Ligurian focaccia is famous all over Europe for being the thinnest and most scrumptious one. This version from Genoa is filled with onions and it’s particularly delicious when enjoyed with some salami, a slice or two of cheese and a good glass of red wine.
As they say in Ligurian dialect, bon prò! Enjoy your meal!
Fills a 25×40 cm baking tray | Preparation time: 30 mins + 1 h to rise | Cooking time: 30 mins
- Plain flour: 300 g
- Brewer’s yeast: 21 g
- Salt: 15 g
- Water: 250 ml
- White onions: 4
- Extra virgin olive oil (EVOO): to taste
- Salt and pepper: to taste
Pre-heat the oven to 180 °C.
Make sure the water is lukewarm and then dissolve the yeast in it. Mix the flour with the salt and then add half of the water; start kneading the water and slowly add all of the water.
Work the dough for 10 minutes, then cover it with a clean kitchen cloth and leave it to rise for 1 hour or until it doubles in volume.

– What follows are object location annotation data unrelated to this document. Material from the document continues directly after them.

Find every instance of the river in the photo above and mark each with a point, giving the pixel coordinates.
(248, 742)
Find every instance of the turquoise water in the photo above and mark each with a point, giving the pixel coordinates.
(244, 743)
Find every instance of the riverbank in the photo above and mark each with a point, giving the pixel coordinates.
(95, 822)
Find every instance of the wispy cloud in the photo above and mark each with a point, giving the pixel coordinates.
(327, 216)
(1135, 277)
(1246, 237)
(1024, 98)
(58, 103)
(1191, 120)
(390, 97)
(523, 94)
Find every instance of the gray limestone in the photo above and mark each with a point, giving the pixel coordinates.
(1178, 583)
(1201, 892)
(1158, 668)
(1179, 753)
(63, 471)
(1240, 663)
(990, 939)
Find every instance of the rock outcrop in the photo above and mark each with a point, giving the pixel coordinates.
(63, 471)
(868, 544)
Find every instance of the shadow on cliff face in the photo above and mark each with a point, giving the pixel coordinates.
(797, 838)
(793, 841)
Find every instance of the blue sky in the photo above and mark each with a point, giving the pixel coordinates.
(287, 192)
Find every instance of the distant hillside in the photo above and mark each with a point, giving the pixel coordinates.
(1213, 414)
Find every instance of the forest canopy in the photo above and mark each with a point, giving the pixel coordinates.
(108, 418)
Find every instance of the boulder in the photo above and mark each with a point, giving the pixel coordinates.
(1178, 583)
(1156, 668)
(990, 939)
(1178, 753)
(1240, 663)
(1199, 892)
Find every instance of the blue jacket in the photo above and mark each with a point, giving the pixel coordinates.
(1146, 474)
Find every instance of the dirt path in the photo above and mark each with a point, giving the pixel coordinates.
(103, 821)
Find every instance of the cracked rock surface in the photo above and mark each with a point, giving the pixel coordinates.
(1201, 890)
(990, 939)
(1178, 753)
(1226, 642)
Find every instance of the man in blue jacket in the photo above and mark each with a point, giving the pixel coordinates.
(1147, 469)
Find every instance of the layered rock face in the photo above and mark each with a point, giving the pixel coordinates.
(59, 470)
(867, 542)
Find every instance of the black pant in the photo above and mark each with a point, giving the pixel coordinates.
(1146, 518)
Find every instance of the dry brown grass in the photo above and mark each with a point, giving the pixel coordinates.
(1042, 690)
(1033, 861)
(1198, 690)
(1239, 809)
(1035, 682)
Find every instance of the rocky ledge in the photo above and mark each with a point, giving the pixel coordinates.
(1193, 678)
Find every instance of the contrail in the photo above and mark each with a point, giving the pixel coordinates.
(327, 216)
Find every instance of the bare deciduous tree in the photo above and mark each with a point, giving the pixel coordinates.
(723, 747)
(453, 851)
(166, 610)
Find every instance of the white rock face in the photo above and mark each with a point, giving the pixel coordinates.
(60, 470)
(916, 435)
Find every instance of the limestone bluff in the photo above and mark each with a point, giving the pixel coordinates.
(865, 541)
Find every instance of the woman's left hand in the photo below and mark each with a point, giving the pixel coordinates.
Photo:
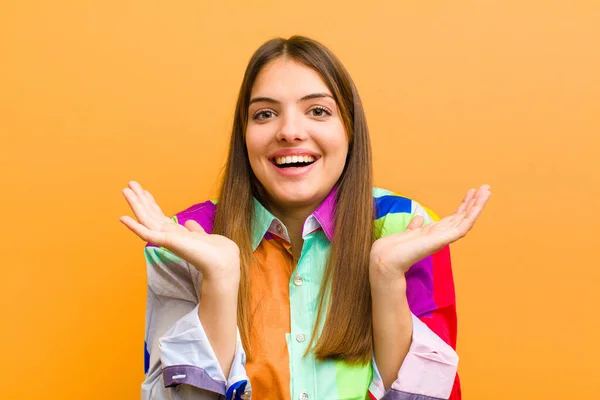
(392, 256)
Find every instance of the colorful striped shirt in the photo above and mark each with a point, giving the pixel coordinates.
(284, 300)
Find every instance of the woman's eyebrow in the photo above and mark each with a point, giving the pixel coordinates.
(273, 101)
(316, 96)
(264, 99)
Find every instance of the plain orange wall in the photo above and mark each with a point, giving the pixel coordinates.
(95, 93)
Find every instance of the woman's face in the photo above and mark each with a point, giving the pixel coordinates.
(295, 137)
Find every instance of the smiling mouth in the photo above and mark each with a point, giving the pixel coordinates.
(293, 161)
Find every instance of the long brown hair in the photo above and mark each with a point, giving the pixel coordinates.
(345, 290)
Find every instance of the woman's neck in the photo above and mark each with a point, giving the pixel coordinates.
(294, 219)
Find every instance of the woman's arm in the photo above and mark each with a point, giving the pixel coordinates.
(392, 324)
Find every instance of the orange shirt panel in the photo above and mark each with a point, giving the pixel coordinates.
(268, 369)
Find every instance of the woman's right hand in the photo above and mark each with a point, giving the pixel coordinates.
(215, 256)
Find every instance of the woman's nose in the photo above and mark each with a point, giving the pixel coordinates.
(291, 129)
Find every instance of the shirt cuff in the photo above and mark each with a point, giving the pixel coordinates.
(427, 373)
(188, 358)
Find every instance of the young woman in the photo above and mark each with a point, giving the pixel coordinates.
(302, 281)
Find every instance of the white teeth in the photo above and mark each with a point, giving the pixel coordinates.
(294, 159)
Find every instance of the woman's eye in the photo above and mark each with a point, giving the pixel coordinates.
(320, 112)
(263, 115)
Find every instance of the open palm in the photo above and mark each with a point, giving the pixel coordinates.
(215, 256)
(393, 255)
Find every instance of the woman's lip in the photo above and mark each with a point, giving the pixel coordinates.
(293, 152)
(291, 172)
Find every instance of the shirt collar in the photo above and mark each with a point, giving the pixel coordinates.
(265, 222)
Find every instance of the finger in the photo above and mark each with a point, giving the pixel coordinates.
(144, 200)
(157, 211)
(415, 223)
(466, 199)
(140, 212)
(193, 226)
(142, 232)
(458, 218)
(483, 195)
(474, 212)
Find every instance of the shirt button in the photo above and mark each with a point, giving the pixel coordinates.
(298, 280)
(247, 395)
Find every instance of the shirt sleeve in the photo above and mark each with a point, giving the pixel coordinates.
(429, 369)
(180, 362)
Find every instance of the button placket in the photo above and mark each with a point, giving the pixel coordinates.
(298, 280)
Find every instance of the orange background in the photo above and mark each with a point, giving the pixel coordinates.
(95, 93)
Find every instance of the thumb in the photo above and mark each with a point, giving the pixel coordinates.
(193, 226)
(415, 223)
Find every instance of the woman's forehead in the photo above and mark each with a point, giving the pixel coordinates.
(285, 78)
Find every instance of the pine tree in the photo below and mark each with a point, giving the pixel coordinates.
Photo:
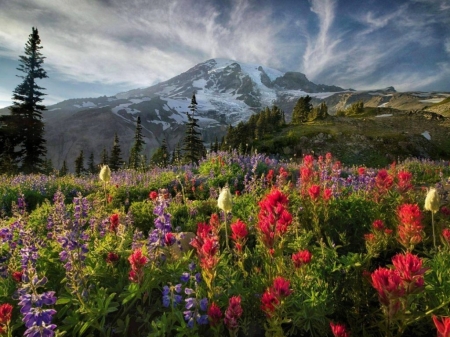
(24, 128)
(302, 110)
(115, 160)
(64, 170)
(193, 148)
(135, 153)
(79, 164)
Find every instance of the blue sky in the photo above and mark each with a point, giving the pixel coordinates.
(103, 47)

Thinly slice the onions and set them aside.
Once the dough is ready, halve it, lightly flour your work surface and use a rolling pin to flatten one half of the dough until it’s only about 5 mm thick.
Grease your baking tray and place inside the dough you just flattened out, pushing it towards the corners with your fingertips to make sure you use all the available space.
Distribute the onions on top of the dough, making sure to leave bare about 2 cm of dough around the edges. Add a pinch of salt, a generous ground of black pepper and a drizzle of olive oil.
Use the rolling pin again to flatten out the second half of the dough on your lightly floured work surface. Place the flattened out dough on top of the onions. Wet your fingertips and use the water to seal the edges of the two doughs shut, pressing them together.
Spread a generous amount of olive oil on top of your focaccia, then bake it for 30 minutes at 180°C.